Jeff Horwitz wrote:
i ran into a major stumbling block during my latest mod_parrot hackathon.

mod_parrot supports global, per-server, and per-section interpreter pools. new interpreters are created using Parrot_new, passing in the parent interpreter if one has already been created. all of this works great when the only language in use is PIR, but once you throw rakudo into the picture, things blow up pretty spectacularly.

rakudo uses dynops, and when both a parent and child interpreter load rakudo, the child actually tries to load the dynops again, even though they're already loaded and shared globally. this can actually "succeed", but it corrupts the parent interpreter in the process. there are checks to avoid this situation, but they are only triggered when creating threads. and even if they were triggered, they'd throw an exception and i'd be stuck without rakudo.

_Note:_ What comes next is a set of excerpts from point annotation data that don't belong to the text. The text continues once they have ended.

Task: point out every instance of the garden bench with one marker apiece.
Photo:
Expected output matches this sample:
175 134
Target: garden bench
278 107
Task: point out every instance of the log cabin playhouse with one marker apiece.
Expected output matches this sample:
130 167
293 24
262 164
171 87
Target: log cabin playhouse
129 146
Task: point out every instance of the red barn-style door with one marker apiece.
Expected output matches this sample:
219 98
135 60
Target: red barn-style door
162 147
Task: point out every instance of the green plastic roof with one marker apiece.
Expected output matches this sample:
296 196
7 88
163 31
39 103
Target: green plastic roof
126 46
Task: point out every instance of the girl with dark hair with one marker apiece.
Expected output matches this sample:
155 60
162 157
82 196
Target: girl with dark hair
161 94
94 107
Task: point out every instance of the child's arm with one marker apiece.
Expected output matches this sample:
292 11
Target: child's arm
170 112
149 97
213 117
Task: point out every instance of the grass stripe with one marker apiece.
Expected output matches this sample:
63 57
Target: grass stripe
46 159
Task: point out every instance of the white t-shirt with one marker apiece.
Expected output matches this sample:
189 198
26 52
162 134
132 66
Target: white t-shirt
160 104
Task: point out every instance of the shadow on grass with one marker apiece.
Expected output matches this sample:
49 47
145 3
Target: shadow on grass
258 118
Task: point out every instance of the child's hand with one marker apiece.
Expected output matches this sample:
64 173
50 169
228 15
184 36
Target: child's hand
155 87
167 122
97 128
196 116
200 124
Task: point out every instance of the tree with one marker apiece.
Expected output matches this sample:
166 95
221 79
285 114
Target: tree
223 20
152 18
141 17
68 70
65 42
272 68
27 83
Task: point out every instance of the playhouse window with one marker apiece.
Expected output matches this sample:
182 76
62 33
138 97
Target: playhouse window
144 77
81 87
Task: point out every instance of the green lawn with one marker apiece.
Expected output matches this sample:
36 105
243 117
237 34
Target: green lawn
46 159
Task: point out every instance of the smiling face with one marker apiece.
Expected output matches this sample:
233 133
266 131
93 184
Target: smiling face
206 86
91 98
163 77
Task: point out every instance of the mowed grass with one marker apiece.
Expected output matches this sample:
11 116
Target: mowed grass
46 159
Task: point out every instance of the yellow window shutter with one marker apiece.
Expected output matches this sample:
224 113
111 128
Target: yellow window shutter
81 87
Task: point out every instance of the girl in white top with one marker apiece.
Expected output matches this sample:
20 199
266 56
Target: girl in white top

In the short-term, the best solution is to trigger the same checks as threads in the child interpreter (assuming those checks are able to safely detect that the dynops are already loaded and globally shared), but instead of throwing an exception, simply succeed without reloading. It's essentially like Perl's 'use' (where a module is loaded once, no matter how many times various parts of the code 'use' it), or more primitively like ifdef-ing C header files so they're only included once.

the child interpreter is NOT a clone, so i MUST reload rakudo in order to use it.

i have several thoughts on this. first, it seems to me that dynop_register needs to be smarter in simple multi-interpreter environments, doing the right thing or failing with an exception if it can't. second, we need a robust way to clone interpreters from an embedded environment. that way i can load all the HLLs up front and clone as necessary. that may be a post-1.0 discussion though.

Ultimately, we should be able to completely clone an interpreter, including loaded dynops and dynpmcs, and loaded libraries. You shouldn't have to reload rakudo on every child interpreter.

The short-term solution doesn't conflict with the long-solution, and really should happen anyway.